Add a notification mailer job that consumes rows from the outbox table and emails them:

  • After an email is sent successfully, the rows are deleted from the outbox table.
  • Implement the mailer job as a paster command, and have a cron job call it.
  • The notification mailer can then be reused for sending notifications about other things besides activity streams.
  • Don't send one mail per activity, instead send multiple activities in one mail. Each time the mailer job runs it will send at most one email per user. The mailer job will group all rows from the notification table that have the same user into a single email.
  • The maximum frequency of emails can be configured by the site admin by setting how often the cron job runs.
  • The mailer job should check if the user has email notifications turned off, if she does just delete all her rows from the unsent notifications table without sending anything.

CKAN already has a Mailer class that sends emails e.g. for password resets, organization application emails, see:

  • ckan/controllers/user.py
  • ckan/tests/lib/test_mailer.py
  • ckan/tests/mock_mail_server.py
  • ckan/tests/misc/test_mock_mail_server.py
  • ckan/tests/functional/test_user.py

"Pull" model implementation

This approach avoids having to solve the problem of figuring out at activity_create time what users an activity is addressed to. But it does mean that the email notifier job has to call dashboard_activity_list() for every user (whether the user has any unsent email notifications or not) each time it runs.

  • get_notifications(user_id, since)

    Returns a list of notifications, probably just dicts with keys 'subject' and 'body', that need to be sent to the given user.

    This is where we handle grouping multiple emails into a single digest email and deciding what the subject and body of the email should be. In the initial implementation always group all activities into one email. Later we could make it put certain kinds of important activities into their own individual emails with more specific subjects and bodies e.g. "Rufus Pollock is now following you on datahub.io!"

    since should be datetime of the last email notification that was successfully sent to this user.

    This would call dashboard_activity_list() for the user, filter the list to just those newer than since, then format an email subject and body for them.

  • send_notification(user, notification_dict)

    Try to send the given email notification and raise an exception if sending fails.

  • get_and_send_notifications()

    The periodic job that loops over all users in CKAN.

    Calls get_notifications(user_id, since) for each user. This means that it needs to store since for each user somewhere.

    If get_notifications() returns any notifications for the user, loops over the notifications and calls send_notification(notification_dict) for each.

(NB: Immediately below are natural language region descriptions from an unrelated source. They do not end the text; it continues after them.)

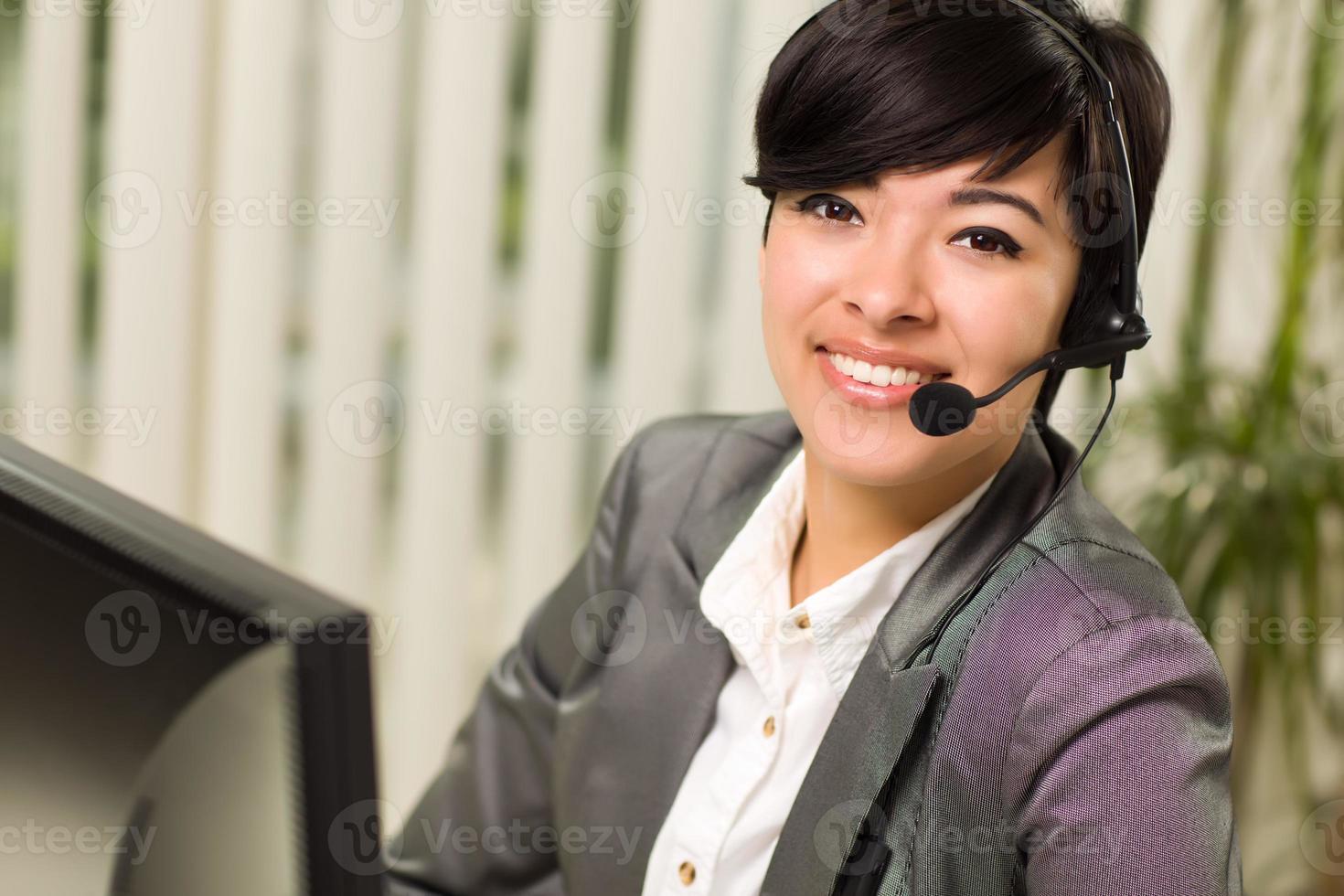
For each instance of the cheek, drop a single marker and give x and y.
(1007, 326)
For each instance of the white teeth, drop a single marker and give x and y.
(880, 375)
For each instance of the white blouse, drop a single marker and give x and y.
(792, 667)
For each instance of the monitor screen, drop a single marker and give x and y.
(177, 718)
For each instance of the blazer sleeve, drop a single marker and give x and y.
(1117, 775)
(497, 772)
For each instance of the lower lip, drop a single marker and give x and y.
(878, 398)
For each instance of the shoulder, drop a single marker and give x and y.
(1093, 623)
(687, 457)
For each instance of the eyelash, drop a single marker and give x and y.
(1011, 249)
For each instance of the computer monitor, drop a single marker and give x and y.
(177, 718)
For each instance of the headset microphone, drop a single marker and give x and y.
(944, 407)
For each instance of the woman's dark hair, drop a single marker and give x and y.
(869, 85)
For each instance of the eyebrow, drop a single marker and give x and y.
(975, 197)
(986, 195)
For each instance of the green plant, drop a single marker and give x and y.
(1243, 516)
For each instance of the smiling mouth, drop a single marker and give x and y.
(880, 375)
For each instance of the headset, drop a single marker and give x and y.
(944, 407)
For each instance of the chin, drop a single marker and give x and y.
(874, 448)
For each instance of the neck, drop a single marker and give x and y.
(846, 524)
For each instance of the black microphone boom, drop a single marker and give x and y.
(944, 407)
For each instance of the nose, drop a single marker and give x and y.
(886, 286)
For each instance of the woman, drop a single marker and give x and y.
(714, 698)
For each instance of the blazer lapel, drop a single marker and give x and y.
(652, 774)
(882, 709)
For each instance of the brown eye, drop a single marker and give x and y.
(989, 242)
(831, 209)
(837, 211)
(986, 243)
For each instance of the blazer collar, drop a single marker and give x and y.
(1024, 484)
(882, 709)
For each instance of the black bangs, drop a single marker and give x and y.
(917, 85)
(914, 91)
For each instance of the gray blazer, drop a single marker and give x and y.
(1072, 736)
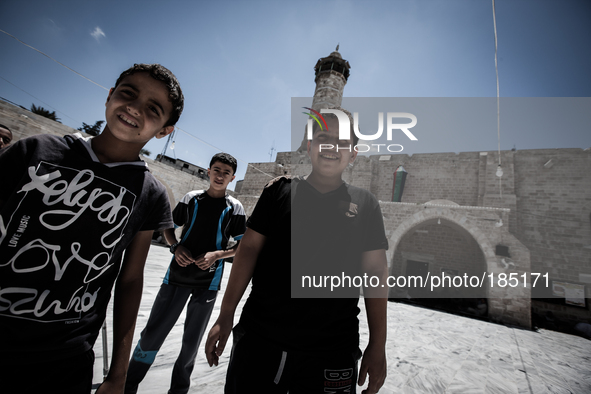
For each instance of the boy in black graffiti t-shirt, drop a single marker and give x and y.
(69, 208)
(323, 226)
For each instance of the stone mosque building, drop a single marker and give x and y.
(450, 218)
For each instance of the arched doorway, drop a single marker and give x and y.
(443, 249)
(482, 226)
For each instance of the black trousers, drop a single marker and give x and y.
(257, 365)
(167, 308)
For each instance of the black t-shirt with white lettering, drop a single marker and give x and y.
(65, 222)
(309, 233)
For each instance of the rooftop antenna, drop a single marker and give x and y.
(170, 137)
(499, 172)
(271, 151)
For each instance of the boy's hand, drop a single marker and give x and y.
(374, 364)
(183, 256)
(217, 338)
(207, 260)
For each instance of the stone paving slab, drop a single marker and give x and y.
(428, 351)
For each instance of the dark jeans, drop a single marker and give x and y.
(67, 376)
(168, 305)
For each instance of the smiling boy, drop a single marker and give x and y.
(210, 219)
(306, 344)
(5, 136)
(69, 208)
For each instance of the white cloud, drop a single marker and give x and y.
(97, 33)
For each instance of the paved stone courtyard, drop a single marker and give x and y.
(428, 352)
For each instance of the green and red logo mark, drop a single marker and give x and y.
(315, 118)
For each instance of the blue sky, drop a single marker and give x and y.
(241, 62)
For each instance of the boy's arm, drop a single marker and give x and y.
(182, 255)
(376, 298)
(238, 226)
(242, 269)
(128, 294)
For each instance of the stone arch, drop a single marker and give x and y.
(454, 217)
(506, 305)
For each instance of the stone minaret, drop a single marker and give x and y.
(332, 73)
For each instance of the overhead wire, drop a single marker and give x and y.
(498, 104)
(107, 89)
(38, 99)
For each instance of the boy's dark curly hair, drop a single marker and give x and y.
(225, 158)
(161, 73)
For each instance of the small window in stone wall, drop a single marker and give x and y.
(502, 250)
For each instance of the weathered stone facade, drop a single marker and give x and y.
(543, 201)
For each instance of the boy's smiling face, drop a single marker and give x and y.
(137, 109)
(220, 175)
(327, 160)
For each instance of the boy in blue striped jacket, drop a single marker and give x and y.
(210, 219)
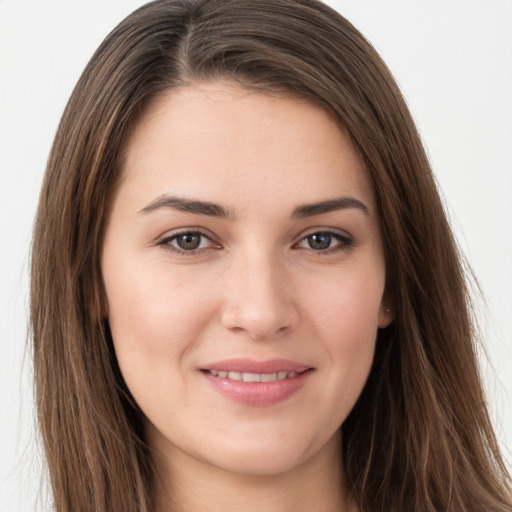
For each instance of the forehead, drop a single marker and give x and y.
(211, 139)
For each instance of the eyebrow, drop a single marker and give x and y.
(214, 210)
(187, 205)
(331, 205)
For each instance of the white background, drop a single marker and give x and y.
(453, 60)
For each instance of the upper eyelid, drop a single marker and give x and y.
(214, 239)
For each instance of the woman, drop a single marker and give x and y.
(244, 283)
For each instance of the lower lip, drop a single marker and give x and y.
(258, 393)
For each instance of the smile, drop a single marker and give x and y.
(253, 377)
(252, 383)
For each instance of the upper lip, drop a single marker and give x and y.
(252, 366)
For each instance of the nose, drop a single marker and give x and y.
(259, 298)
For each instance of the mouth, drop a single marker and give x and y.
(253, 383)
(254, 377)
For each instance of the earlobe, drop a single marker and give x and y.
(386, 316)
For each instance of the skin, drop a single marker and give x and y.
(255, 288)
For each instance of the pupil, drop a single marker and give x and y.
(189, 241)
(320, 241)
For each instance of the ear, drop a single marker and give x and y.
(386, 314)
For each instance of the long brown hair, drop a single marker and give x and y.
(419, 437)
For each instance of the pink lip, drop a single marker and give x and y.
(251, 366)
(258, 393)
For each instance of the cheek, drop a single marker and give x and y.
(154, 316)
(345, 315)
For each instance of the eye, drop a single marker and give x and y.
(325, 241)
(187, 242)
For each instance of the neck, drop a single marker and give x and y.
(191, 485)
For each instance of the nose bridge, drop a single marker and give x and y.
(258, 299)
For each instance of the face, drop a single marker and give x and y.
(244, 275)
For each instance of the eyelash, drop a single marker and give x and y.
(345, 242)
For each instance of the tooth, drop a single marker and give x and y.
(251, 377)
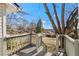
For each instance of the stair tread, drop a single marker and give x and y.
(48, 54)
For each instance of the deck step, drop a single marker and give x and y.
(48, 54)
(28, 51)
(39, 52)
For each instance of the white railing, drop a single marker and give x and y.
(71, 46)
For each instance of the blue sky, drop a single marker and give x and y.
(37, 11)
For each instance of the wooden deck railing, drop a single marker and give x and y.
(16, 43)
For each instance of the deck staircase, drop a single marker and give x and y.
(32, 51)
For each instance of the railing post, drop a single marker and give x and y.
(57, 43)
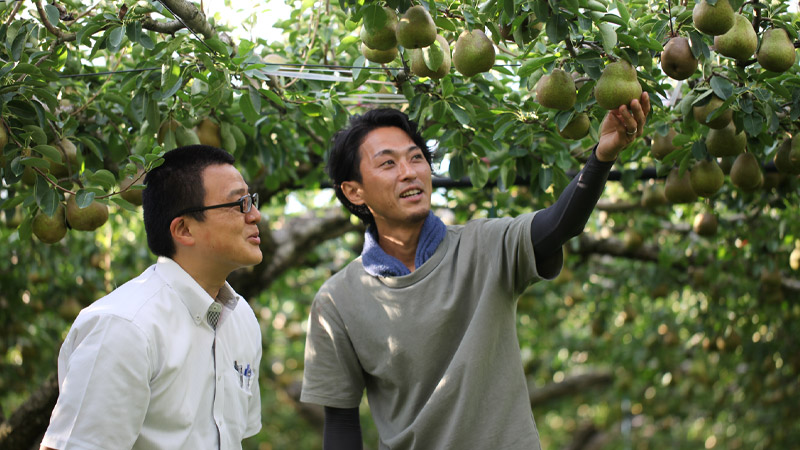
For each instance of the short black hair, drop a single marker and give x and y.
(175, 185)
(344, 157)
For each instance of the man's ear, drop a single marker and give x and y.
(181, 232)
(352, 190)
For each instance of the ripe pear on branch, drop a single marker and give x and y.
(677, 59)
(777, 52)
(556, 90)
(783, 161)
(618, 85)
(473, 53)
(381, 36)
(713, 19)
(739, 42)
(416, 28)
(432, 61)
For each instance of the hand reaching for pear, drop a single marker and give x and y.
(621, 127)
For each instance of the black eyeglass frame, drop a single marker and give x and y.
(253, 202)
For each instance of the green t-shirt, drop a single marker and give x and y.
(436, 350)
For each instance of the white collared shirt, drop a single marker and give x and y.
(142, 369)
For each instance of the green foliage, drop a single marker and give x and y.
(107, 79)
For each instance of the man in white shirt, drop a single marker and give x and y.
(170, 359)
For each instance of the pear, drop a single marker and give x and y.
(777, 51)
(473, 53)
(59, 168)
(167, 126)
(3, 137)
(714, 19)
(746, 172)
(678, 188)
(556, 90)
(50, 229)
(739, 42)
(677, 59)
(782, 160)
(702, 112)
(577, 128)
(416, 28)
(618, 85)
(725, 141)
(418, 65)
(208, 133)
(383, 37)
(706, 178)
(86, 219)
(705, 224)
(662, 145)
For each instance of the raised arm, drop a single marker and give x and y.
(555, 225)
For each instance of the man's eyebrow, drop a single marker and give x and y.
(392, 151)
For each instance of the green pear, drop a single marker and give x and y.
(701, 113)
(618, 85)
(746, 172)
(473, 53)
(86, 219)
(556, 90)
(739, 42)
(782, 161)
(725, 141)
(677, 59)
(713, 19)
(706, 178)
(50, 229)
(382, 37)
(577, 128)
(420, 67)
(662, 144)
(416, 28)
(678, 187)
(527, 31)
(705, 224)
(379, 56)
(777, 52)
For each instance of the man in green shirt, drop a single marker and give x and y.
(424, 319)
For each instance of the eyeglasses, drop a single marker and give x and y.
(245, 203)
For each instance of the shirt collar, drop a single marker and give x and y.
(193, 295)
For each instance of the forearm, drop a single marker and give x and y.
(555, 225)
(342, 430)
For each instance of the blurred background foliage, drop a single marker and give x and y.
(655, 334)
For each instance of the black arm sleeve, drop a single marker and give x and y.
(342, 430)
(553, 226)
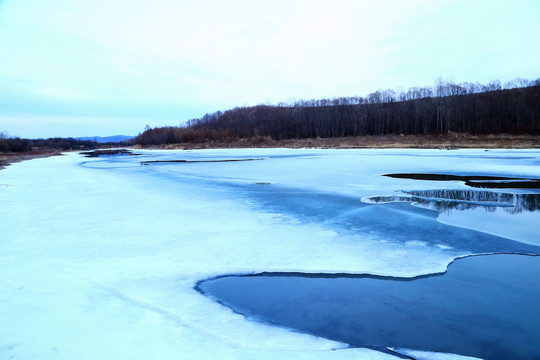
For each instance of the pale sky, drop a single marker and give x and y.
(107, 67)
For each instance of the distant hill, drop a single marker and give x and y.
(105, 139)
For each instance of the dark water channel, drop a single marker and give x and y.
(483, 306)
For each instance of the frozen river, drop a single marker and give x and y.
(100, 256)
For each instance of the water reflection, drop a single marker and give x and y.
(477, 181)
(460, 200)
(484, 306)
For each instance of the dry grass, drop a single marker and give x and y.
(447, 141)
(9, 158)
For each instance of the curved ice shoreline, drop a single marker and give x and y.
(235, 293)
(94, 260)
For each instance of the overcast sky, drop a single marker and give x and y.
(106, 67)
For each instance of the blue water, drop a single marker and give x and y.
(484, 306)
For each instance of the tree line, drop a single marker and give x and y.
(18, 145)
(472, 108)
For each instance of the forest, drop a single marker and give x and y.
(18, 145)
(471, 108)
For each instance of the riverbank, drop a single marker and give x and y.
(446, 141)
(9, 158)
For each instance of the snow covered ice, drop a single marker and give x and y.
(99, 256)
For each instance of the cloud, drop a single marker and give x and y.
(203, 56)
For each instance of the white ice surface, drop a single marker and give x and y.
(99, 260)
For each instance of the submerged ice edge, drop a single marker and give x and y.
(359, 275)
(408, 353)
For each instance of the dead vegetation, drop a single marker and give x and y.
(447, 141)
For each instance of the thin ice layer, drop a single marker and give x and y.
(99, 256)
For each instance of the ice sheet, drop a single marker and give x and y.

    If send_notification() returns successfully, updates since for that user.

since: The user's since time is slightly more complicated than shown, it needs to be the time of the last successfully sent email notification or the last time the user viewed her activity stream on the site, whichever is newer.

send_notification: A preference needs to be added (e.g. to the user model) where users can turn email notifications on or off. If a user has email notifications turned off then send_notification() should just return successfully without doing anything so the user's since date will be updated without any email being sent. It should do the same thing if the user does not have an email address.

send_notification failures: What should get_and_send_notifications() do if send_notification() fails? If for example sending an email is failing because the user's email address is wrong, we don't want unsent notifications to pile up forever so when the user fixes her email address she suddenly gets a lot of emails (or one gigantic email). At the same time if sending fails for a temporary reason, we might want to keep the emails and try again later. Maybe try up to 3 times.